Product

terug naar productenoverzicht

Venster 4 – Toekomstverkennen

Onderwijs is altijd in verandering. Dat vraagt wat van de mensen die in het onderwijs werken. Hoe verhoud je je tot verandering? Wat wil en kun je ermee? Hoe werk je aan verandering? In ons onderzoek naar toekomstbestendig leraarschap gaan we ervan uit dat het in elk geval adaptief vermogen van mensen vraagt. Wat bedoelen we daarmee? In een reeks kleine theoretische vensters geven we delen van het antwoord op die vraag.

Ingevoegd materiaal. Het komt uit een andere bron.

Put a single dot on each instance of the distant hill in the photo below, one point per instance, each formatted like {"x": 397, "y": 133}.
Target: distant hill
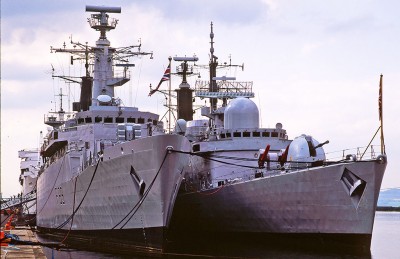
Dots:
{"x": 389, "y": 197}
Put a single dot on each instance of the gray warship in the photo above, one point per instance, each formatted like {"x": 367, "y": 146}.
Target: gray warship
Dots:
{"x": 110, "y": 173}
{"x": 253, "y": 183}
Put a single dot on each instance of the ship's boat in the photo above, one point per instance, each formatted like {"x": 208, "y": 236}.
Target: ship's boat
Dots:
{"x": 110, "y": 173}
{"x": 255, "y": 183}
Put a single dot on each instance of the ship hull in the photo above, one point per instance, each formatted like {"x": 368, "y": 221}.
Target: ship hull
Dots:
{"x": 310, "y": 204}
{"x": 128, "y": 195}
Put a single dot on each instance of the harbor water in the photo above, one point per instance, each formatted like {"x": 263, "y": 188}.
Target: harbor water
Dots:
{"x": 385, "y": 241}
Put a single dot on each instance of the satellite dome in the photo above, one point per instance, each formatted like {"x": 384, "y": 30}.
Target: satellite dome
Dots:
{"x": 241, "y": 113}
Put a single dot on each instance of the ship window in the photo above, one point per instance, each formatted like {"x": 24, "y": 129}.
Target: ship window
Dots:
{"x": 196, "y": 148}
{"x": 265, "y": 134}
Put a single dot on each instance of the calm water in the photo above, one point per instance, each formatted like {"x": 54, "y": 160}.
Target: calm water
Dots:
{"x": 385, "y": 244}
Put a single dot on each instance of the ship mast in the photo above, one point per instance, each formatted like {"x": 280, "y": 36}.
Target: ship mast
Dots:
{"x": 103, "y": 56}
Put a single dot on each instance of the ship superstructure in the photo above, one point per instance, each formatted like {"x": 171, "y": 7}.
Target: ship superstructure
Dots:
{"x": 109, "y": 173}
{"x": 246, "y": 181}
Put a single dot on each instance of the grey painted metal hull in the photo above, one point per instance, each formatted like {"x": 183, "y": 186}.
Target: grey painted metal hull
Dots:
{"x": 306, "y": 202}
{"x": 114, "y": 200}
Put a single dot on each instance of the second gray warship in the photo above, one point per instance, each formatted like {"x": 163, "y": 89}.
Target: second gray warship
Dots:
{"x": 246, "y": 181}
{"x": 109, "y": 176}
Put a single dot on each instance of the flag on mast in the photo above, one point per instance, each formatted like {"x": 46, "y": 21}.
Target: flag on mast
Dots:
{"x": 165, "y": 77}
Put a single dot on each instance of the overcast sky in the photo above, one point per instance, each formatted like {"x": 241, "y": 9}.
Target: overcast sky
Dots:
{"x": 315, "y": 65}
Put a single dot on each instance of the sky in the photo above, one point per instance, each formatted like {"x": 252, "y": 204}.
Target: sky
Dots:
{"x": 315, "y": 65}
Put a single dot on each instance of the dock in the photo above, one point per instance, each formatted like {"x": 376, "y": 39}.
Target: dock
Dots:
{"x": 22, "y": 251}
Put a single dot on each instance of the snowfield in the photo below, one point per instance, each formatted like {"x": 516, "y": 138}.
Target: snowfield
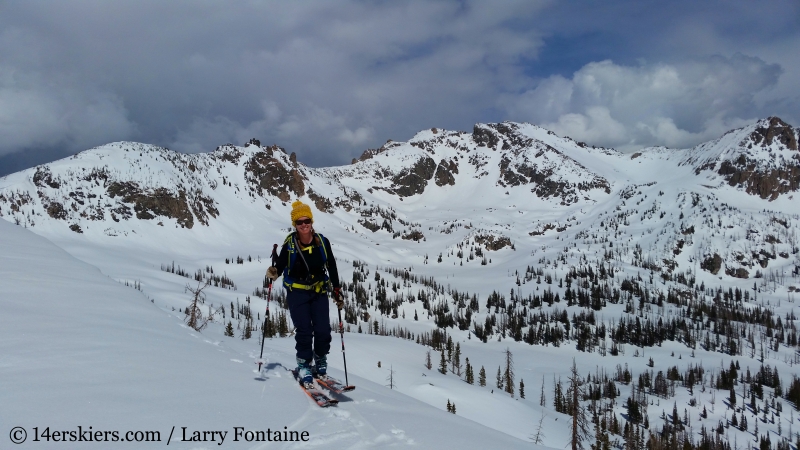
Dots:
{"x": 653, "y": 273}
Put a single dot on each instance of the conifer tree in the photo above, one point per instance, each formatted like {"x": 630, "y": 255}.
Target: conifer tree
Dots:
{"x": 229, "y": 329}
{"x": 443, "y": 364}
{"x": 508, "y": 375}
{"x": 579, "y": 426}
{"x": 499, "y": 380}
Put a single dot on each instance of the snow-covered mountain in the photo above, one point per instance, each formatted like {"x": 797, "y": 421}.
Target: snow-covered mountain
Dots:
{"x": 509, "y": 237}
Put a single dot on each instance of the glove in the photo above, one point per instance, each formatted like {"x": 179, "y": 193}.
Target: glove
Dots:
{"x": 337, "y": 298}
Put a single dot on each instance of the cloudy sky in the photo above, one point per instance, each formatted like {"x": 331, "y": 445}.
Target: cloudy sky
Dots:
{"x": 330, "y": 79}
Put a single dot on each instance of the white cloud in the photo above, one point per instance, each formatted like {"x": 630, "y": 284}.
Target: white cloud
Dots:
{"x": 629, "y": 107}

Venster 4 – Toekomstverkennen (pdf versie)

In theorie

sociaal-constructivisme – VOCA – hoorn van plausibiliteit – verkiesbare toekomst(en) – toekomstbewustzijn – de rol van dialoog – creatieve technieken

Onderwijs is steeds in verandering. Maar waar verandert het eigenlijk naartoe? Welke toekomst ligt er voor het onderwijs in het verschiet? Toekomstverkennen – ook wel futurologie – is een serieuze bezigheid. Overheden en bedrijven houden zich er structureel mee bezig en gebruiken  gereedschap dat professionele toekomstverkenners ontwikkelen. Toekomstverkennen is wat anders dan “de toekomst voorspellen”. Het gaat niet over kijken in een glazen bol en de toekomst zien, maar over betekenisgeven aan situaties en veranderingen in het heden en deze vertalen naar de toekomst. De toekomst verkennen gaat dus niet over voorspellingen doen, maar over je bewust zijn van het heden en je voorstellingen van de toekomst maken. De futurologie heeft een sociaal-constructivistische kijk op de werkelijkheid: dit betekenisgeven en vertalen naar de toekomst doen we samen.

De toekomst verkennen is geen eenvoudige opgave. De wereld wordt in de futurologie gezien als een complex systeem waarin gedrag en gebeurtenissen (spontaan) voortkomen uit wederkerige relaties tussen delen van dat systeem. Bovendien duiden futurologen de huidige tijd als Vluchtig, Onzeker, Complex, en Ambigu (VOCA), en is er zowel sprake van geleidelijke verandering (die zich gemakkelijk aan onze blik onttrekt!) als van plots kantelende normaliteiten (die juist onze aandacht trekken). Omdat de wereld VOCA is, kunnen we de toekomst niet afleiden door veranderingen in het heden simpelweg door te trekken naar de toekomst, maar dan groter of net iets anders te maken. Dit extrapoleren van het nu naar de toekomst schiet volgens futurologen vaak tekort. Wat kunnen we dan wel doen?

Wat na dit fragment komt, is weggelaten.